Certain major retailers, such as Wal-Mart Canada, however, are still moving forward with the original timeline. The company will no longer be offering plastic bags at its more than 400 Canadian locations, a move Wal-Mart officials said will prevent some 750 million bags from entering circulation each year.

While some locations have already implemented the ban through a pilot that began in August, the company is aiming for Earth Day 2022 to complete the rollout at all locations. Customers will be encouraged to either not use bags, bring reusable ones, or purchase a reusable bag at the checkout.

There are also currently some 75 municipal or provincial bans on single-use plastics that have preempted the federal ban.

Notably, a lawsuit against Canada’s plastics ban may be in court early in 2022. NOVA Chemicals, Dow Chemical and Imperial Oil are suing the federal government in an effort to stop the federal action plan to reduce plastic pollution. Specifically, the companies have taken issue with the designation of all manufactured plastic items as “toxic” under the Canadian Environmental Protection Act.

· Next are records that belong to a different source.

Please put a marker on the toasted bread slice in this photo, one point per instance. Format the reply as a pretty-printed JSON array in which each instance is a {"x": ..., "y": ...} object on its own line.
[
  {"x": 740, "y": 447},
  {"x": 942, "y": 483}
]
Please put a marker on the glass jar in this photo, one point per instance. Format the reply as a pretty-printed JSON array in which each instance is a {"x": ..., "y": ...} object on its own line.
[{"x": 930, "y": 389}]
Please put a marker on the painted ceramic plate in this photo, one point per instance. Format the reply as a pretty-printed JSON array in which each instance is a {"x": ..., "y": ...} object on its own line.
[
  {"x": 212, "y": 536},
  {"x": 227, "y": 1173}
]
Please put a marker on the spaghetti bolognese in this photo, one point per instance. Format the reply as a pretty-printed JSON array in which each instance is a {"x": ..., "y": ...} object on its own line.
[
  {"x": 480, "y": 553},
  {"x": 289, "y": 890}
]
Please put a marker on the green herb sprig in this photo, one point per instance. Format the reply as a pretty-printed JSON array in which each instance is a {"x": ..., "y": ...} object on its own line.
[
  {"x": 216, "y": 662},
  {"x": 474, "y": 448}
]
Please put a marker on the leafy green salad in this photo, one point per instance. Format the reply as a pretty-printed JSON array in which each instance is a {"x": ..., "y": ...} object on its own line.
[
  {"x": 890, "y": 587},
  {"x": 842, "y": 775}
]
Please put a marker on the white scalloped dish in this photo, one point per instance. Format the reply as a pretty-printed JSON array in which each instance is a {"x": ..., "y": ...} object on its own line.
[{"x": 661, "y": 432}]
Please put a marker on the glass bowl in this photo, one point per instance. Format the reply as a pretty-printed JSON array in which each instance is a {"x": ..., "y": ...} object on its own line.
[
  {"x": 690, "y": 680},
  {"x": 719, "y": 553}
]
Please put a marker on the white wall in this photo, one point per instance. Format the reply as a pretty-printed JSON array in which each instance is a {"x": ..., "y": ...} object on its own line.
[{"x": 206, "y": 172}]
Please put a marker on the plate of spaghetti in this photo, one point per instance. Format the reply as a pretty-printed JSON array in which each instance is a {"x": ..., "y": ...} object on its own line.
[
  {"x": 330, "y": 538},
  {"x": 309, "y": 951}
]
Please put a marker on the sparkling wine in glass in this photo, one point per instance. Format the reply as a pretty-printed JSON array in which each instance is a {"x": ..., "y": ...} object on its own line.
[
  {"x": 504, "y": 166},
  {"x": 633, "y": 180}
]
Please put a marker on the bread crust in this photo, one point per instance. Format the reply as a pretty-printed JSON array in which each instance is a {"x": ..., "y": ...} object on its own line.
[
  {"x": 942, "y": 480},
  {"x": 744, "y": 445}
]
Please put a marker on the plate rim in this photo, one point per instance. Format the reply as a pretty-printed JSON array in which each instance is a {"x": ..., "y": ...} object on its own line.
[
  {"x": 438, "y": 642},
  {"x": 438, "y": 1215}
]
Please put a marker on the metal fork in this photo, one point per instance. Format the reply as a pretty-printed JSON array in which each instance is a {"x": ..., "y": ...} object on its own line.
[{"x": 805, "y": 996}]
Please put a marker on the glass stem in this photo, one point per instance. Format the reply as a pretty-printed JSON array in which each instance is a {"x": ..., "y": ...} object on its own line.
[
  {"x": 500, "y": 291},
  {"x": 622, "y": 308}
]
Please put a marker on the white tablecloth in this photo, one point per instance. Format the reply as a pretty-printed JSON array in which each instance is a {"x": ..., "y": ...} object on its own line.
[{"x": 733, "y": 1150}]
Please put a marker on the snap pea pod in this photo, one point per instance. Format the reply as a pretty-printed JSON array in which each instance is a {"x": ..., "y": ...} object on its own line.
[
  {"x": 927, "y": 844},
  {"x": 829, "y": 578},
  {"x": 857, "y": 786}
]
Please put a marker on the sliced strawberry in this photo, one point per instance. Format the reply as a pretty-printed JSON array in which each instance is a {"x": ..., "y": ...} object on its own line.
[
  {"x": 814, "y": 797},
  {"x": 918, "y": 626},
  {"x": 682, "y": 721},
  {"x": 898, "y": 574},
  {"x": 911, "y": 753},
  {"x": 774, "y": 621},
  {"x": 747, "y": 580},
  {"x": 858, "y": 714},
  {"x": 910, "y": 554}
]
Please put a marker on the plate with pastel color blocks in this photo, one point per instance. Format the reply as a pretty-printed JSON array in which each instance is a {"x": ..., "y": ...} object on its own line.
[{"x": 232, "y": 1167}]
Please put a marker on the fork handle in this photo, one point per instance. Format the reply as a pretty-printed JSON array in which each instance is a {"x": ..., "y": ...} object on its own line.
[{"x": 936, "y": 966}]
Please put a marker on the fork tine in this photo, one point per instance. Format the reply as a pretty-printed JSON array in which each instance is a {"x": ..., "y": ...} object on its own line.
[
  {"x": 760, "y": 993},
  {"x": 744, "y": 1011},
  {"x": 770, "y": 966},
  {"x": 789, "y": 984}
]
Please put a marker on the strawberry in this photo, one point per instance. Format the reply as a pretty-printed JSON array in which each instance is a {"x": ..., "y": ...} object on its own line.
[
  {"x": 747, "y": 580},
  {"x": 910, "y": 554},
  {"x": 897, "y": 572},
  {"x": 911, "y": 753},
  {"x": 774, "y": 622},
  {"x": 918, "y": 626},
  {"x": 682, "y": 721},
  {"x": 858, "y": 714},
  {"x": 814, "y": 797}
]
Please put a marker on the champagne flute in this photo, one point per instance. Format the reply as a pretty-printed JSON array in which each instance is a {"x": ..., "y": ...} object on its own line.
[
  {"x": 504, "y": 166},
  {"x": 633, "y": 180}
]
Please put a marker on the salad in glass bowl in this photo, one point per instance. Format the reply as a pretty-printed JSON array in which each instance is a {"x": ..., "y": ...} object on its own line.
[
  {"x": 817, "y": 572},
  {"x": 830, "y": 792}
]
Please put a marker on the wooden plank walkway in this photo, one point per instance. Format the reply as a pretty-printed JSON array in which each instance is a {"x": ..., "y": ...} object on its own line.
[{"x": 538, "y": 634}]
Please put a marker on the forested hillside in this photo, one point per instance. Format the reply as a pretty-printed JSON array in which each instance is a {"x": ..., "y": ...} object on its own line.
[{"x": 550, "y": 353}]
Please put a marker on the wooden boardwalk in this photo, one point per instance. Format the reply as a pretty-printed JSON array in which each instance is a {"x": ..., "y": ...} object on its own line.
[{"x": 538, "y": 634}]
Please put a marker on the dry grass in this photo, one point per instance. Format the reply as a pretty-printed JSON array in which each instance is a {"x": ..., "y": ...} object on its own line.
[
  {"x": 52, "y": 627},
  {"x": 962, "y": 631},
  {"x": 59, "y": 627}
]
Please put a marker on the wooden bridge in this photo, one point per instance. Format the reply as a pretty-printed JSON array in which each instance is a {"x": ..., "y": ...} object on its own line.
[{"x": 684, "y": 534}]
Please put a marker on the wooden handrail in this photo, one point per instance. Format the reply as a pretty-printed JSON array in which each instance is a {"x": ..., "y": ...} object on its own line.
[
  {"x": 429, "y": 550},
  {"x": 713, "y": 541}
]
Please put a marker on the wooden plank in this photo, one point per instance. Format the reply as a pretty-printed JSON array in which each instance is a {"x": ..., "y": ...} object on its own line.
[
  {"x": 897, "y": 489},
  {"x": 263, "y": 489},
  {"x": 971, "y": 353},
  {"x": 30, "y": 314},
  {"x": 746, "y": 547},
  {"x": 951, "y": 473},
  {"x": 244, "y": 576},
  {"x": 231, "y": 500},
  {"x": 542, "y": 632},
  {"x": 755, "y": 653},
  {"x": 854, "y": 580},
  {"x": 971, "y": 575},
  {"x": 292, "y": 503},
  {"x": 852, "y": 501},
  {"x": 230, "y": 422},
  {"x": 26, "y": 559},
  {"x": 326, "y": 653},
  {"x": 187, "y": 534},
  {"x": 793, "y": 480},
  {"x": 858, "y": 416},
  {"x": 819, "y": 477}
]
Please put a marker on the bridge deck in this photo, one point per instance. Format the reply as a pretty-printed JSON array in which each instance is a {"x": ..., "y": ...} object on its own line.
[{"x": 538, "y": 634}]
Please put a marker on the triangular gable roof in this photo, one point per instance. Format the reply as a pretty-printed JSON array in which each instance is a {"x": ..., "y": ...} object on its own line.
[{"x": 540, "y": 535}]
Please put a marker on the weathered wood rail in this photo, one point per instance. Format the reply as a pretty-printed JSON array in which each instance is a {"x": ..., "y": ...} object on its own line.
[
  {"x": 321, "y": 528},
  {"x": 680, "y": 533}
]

On certain online discussion forums, chatter has also grown over the shift to adequate replacements for items such as plastic forks and straws. Many people have been complaining about wood forks and cardboard straws, saying they lack durability and sometimes negatively impact taste. Some say they’ve even stopped buying their favourite drinks at established coffee shops.

According to a recent study conducted by Deloitte and Cheminfo Services Inc., the main generating sectors for plastic waste in Canada are packaging (47% of total plastic waste), automotive (9%), textiles (7%), and electrical and electronic equipment (7%).